Alaïs fühlte sich stark und mächtig, als könnte sie in diesem Augenblick alles Erdenkliche tun, alles Erdenkliche sein. Eine berauschende, schwere Wärme durchdrang ihre Glieder, erfüllte sie, nahm ihr den Verstand. In ihrem Kopf war nur noch das Geräusch ihres pulsierenden Blutes. Sie hatte keinerlei Zeit- oder Raumgefühl mehr. Es gab nur noch Guilhem und die flackernden Schatten der Lampe.
Langsam begann er, sich zu bewegen.
»Alaïs.« Das Wort drang zwischen seinen Lippen hervor.
Sie legte ihre Hände auf seinen Rücken, die Finger weit gespreizt, sternförmig. Sie spürte seine Kraft, die muskulösen, sonnengebräunten Arme und festen Schenkel, das weiche Haar auf seiner Brust, das über ihren Körper strich. Seine Zunge fuhr zwischen ihre Lippen, heiß und nass und hungrig.
Er atmete schneller, lauter, angetrieben von Verlangen, von Begehren.
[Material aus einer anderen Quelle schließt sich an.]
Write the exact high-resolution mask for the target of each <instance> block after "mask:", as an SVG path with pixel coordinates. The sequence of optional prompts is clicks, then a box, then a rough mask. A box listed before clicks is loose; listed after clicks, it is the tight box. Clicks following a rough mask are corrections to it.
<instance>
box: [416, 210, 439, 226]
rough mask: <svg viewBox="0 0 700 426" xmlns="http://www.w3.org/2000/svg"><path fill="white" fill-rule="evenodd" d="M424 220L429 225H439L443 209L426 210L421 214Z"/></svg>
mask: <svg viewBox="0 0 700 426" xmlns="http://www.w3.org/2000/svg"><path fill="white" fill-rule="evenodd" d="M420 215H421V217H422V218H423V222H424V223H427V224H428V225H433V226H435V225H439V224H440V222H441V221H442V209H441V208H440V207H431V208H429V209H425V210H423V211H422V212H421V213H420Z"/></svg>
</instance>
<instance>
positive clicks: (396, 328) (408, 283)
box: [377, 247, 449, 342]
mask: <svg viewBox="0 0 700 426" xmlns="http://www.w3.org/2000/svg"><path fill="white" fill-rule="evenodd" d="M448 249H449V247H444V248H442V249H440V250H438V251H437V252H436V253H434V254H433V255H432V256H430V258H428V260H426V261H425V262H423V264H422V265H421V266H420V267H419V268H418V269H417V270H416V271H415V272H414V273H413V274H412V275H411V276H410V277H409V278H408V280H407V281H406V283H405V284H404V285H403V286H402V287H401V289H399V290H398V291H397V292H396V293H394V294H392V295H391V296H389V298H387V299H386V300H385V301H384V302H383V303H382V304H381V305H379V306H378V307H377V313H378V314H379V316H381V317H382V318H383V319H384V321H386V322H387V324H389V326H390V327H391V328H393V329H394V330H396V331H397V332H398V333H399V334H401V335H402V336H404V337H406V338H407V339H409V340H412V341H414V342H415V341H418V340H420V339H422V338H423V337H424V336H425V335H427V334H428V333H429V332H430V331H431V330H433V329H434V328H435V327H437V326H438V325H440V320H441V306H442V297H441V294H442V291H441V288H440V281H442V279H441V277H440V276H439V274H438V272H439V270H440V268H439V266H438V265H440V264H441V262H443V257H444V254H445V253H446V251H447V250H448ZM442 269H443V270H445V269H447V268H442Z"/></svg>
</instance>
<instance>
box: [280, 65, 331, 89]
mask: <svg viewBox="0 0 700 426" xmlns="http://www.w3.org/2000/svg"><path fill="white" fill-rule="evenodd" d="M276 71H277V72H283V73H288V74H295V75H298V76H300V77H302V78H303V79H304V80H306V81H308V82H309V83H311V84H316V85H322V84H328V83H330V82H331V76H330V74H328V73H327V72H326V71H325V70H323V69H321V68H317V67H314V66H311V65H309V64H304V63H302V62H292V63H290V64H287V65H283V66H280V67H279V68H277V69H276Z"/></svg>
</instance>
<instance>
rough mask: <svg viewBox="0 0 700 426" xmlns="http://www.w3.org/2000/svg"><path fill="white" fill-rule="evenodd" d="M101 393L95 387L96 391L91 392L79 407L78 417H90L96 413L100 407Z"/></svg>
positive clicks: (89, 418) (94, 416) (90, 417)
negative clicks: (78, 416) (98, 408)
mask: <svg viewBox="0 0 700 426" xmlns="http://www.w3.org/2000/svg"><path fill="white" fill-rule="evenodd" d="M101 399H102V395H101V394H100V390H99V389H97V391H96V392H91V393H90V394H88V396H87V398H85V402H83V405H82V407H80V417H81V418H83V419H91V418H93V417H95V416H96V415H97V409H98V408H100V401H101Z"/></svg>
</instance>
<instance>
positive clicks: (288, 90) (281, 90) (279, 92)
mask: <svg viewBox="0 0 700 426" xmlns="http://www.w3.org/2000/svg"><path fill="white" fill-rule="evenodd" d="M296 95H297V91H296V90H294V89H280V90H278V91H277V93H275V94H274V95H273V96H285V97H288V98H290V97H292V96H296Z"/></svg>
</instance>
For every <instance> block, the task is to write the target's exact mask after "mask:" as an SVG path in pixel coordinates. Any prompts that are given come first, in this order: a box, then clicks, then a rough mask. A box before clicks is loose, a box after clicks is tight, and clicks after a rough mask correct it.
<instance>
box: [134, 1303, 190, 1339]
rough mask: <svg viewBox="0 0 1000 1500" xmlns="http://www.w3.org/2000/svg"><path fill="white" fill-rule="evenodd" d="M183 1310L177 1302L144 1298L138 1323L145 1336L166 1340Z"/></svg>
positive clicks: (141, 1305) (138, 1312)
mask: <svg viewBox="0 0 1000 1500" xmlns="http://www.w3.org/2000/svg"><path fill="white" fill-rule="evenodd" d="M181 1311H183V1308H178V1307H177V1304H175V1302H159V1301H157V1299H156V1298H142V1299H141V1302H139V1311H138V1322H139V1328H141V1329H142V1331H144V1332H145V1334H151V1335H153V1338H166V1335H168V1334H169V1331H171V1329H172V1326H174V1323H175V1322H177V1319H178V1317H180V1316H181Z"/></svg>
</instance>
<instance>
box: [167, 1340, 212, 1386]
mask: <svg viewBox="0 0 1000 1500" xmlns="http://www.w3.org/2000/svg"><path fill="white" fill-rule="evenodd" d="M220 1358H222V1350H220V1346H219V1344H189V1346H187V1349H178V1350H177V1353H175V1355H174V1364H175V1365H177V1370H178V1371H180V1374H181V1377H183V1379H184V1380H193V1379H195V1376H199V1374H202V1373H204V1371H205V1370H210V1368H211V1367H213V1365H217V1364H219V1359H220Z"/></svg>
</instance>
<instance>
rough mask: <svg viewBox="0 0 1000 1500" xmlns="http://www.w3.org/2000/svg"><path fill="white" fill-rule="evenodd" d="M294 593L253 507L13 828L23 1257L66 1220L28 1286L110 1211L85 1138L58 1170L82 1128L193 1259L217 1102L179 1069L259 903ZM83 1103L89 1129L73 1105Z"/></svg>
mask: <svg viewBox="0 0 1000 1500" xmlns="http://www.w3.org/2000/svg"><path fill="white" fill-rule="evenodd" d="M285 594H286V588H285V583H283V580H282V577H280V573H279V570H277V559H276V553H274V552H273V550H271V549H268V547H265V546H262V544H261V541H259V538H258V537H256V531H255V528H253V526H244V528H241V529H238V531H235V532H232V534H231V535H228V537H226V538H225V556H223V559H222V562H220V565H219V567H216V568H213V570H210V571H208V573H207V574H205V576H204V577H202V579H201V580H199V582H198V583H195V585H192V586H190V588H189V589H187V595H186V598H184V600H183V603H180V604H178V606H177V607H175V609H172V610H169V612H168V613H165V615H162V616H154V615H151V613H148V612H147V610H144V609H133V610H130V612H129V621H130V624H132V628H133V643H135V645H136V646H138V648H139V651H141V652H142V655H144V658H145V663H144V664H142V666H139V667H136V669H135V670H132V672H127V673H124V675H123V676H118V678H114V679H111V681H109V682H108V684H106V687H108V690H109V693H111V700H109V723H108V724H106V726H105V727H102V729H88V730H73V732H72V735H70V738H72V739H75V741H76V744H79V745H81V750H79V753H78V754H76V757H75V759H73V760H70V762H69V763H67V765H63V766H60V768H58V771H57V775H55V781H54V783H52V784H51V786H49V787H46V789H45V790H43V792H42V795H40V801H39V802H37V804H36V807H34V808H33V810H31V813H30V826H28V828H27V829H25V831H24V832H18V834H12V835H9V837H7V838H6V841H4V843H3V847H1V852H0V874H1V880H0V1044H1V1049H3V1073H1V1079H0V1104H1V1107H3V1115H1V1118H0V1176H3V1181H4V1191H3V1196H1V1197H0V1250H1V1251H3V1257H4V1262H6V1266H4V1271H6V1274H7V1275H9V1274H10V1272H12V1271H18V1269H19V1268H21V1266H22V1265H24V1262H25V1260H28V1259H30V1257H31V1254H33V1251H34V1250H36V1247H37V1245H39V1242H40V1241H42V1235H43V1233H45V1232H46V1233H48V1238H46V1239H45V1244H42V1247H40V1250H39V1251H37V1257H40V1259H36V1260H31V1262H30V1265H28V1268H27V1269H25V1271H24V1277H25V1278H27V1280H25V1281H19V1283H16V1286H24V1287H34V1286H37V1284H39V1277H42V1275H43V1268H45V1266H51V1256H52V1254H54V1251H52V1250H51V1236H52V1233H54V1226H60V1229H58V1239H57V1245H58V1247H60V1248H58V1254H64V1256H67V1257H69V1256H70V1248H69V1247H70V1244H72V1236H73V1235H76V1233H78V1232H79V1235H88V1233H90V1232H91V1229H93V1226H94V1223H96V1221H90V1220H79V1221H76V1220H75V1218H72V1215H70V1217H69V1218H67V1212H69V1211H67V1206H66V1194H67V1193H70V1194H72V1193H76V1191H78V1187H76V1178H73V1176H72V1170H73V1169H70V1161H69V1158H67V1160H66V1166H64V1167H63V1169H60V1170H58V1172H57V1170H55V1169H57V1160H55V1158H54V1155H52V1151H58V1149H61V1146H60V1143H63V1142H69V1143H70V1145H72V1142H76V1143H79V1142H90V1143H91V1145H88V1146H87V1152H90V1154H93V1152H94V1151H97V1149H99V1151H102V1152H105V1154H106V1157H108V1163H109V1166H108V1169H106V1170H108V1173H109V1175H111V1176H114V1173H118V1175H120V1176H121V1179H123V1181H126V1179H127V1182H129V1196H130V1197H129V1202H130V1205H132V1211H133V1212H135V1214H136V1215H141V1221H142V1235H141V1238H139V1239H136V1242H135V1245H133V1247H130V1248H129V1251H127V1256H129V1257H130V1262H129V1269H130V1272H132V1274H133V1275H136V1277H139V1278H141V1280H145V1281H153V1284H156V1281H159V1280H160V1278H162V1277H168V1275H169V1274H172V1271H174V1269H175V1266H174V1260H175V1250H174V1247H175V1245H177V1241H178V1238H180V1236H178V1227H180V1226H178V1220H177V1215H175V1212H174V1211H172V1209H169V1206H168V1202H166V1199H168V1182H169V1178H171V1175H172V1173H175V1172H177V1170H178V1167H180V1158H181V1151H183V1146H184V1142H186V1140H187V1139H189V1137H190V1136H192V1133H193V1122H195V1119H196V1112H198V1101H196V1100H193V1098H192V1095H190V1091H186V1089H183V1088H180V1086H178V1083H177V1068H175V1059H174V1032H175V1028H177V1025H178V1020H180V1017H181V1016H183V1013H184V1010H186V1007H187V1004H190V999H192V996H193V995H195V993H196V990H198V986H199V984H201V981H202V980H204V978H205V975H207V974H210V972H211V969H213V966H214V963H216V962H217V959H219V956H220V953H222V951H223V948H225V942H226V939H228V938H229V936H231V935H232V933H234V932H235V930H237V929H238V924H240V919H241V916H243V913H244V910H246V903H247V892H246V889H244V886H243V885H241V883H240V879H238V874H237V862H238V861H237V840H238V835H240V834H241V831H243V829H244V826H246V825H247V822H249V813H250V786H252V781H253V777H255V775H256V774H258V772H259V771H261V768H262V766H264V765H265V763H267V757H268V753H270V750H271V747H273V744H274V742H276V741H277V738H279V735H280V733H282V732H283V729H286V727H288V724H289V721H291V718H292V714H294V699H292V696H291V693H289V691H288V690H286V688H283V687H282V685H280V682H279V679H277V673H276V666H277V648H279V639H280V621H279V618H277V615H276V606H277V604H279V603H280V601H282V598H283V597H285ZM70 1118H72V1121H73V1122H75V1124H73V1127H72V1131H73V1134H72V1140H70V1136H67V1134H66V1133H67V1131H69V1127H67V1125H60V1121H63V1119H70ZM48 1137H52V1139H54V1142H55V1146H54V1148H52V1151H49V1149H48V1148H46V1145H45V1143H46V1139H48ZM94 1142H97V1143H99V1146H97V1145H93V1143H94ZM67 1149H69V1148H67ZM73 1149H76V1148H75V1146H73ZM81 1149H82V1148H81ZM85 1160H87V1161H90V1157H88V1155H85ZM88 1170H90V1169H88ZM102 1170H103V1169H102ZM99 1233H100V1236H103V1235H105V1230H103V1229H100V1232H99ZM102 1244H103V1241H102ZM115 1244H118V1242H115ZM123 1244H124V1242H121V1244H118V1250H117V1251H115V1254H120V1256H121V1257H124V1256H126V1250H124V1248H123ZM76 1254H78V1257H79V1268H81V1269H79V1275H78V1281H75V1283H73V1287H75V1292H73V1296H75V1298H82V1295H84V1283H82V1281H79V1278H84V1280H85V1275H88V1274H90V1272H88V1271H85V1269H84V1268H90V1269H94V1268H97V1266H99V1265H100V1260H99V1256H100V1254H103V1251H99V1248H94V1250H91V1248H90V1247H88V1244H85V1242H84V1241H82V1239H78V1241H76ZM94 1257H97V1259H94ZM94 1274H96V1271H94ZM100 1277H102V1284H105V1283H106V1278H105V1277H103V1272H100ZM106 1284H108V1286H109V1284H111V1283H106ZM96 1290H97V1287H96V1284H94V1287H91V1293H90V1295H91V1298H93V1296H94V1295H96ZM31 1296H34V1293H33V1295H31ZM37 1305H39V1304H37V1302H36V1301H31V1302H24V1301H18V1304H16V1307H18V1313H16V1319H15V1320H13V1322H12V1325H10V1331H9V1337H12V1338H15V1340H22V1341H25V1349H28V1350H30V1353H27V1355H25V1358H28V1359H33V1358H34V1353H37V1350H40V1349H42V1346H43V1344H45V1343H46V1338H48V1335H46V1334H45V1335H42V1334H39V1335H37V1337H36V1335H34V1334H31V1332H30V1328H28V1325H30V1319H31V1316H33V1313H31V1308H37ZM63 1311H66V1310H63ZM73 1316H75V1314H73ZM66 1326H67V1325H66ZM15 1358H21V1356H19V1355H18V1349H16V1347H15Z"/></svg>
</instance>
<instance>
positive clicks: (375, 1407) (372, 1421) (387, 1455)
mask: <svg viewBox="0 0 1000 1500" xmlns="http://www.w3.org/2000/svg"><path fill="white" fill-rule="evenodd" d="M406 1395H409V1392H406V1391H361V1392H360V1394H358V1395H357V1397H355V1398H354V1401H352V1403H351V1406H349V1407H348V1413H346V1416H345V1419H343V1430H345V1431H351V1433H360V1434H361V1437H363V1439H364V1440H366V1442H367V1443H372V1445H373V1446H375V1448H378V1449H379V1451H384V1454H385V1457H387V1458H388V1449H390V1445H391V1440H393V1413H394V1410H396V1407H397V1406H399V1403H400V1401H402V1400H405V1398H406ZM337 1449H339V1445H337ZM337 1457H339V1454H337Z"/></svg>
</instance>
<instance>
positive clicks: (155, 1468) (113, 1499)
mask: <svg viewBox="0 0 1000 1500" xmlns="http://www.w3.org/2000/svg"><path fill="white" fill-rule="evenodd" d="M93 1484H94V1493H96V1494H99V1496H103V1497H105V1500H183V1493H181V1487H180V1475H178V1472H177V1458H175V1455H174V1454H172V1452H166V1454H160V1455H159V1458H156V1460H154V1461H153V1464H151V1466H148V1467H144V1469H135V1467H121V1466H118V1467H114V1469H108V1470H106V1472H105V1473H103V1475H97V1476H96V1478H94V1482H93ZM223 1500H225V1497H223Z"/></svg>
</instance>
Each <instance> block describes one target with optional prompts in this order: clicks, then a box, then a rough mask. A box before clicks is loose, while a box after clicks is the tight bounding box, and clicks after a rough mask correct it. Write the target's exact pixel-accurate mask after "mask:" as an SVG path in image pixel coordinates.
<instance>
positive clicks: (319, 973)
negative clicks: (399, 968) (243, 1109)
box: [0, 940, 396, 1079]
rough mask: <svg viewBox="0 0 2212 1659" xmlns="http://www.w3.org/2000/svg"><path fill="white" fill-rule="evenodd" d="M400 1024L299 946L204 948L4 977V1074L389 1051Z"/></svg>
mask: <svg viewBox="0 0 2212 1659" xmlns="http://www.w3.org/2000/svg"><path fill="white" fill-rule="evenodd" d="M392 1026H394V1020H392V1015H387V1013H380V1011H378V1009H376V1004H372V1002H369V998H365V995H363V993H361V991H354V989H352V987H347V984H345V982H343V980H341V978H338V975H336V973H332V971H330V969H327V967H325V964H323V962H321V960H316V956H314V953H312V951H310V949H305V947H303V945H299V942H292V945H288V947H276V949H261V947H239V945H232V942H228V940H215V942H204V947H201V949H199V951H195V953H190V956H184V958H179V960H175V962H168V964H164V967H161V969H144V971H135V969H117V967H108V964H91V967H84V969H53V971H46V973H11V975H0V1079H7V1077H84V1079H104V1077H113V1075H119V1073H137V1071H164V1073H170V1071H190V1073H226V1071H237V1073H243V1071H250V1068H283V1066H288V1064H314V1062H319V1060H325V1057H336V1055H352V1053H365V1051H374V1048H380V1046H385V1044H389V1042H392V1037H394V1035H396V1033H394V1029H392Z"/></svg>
Alaïs umklammerte ihn, als Guilhem laut ihren Namen schrie. Er erbebte und wurde dann ruhig.
Allmählich verebbte das Tosen in ihrem Kopf, bis nichts mehr zu hören war außer der ruhigen Stille des Zimmers.
Später, nachdem sie viel geredet und einander in der Dunkelheit Versprechen zugeflüstert hatten, sanken sie in Schlaf. Das Öl in der Lampe brannte aus. Die Flamme flackerte und erstarb. Alaïs und Guilhem merkten es nicht. Sie nahmen weder den silbernen Gang des Mondes über den Himmel wahr noch das bläuliche Morgenlicht, das sich ins Fenster schlich. Sie spürten nichts außer einander, als sie sich schlafend in den Armen lagen, eine Frau und ihr Mann, die wieder Geliebte geworden waren. Versöhnt. In Frieden.